The “The End of Programming” prophecy could well be generalized to any human intellectual activity X and to a promise of “The End of X” simply because GAI, if it ever comes into existence, could potentially replace any such activity. We could hand-wave that civil engineers of the future will not need to learn any math anymore, because buildings and bridges will be designed by AI systems trained (not programed) by zillions of projects scrapped from the internet and digital media. But that just looks like bad science fiction.

I also believe there is a conceptual flaw in the idea that fundamental concepts, in any science, will stop to be taught someday. The alternative could be perhaps to “train” humans by feeding zillions of data into their brains. But that is not how we better learn and develop a love for our subjects of choice. AI may one day develop programming skills compatible with contemporary human developers. But, for that, we will need to wait for “the emergence of GAI”, which is not around the corner. And, who knows, perhaps GAI will still need to attend some sort of classes anyway to get some basic understanding about algorithms and data structures!

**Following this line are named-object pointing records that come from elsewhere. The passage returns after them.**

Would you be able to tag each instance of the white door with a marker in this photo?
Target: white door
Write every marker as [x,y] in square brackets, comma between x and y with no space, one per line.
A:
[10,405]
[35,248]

Meanwhile, programming languages and environments will continue to evolve, exploring many diverse techniques, including AI, to provide increasingly sophisticated support for software development. The various fields of computer science that contributed over decades to shape the modern information technology infrastructure, developing computer architectures, database models and technologies, programming languages, algorithms and algorithm design techniques, visualization and user interfaces technology, distributed systems, the global internet, and all what runs on top of these, will keep moving on. And, of course, will continue to support all the deep learning breakthroughs that might keep popping up.

But, for now, broad and deep computational thinking, programming and systems knowledge, that’s what we need, and we will continue to need for developing Computer Science in the future.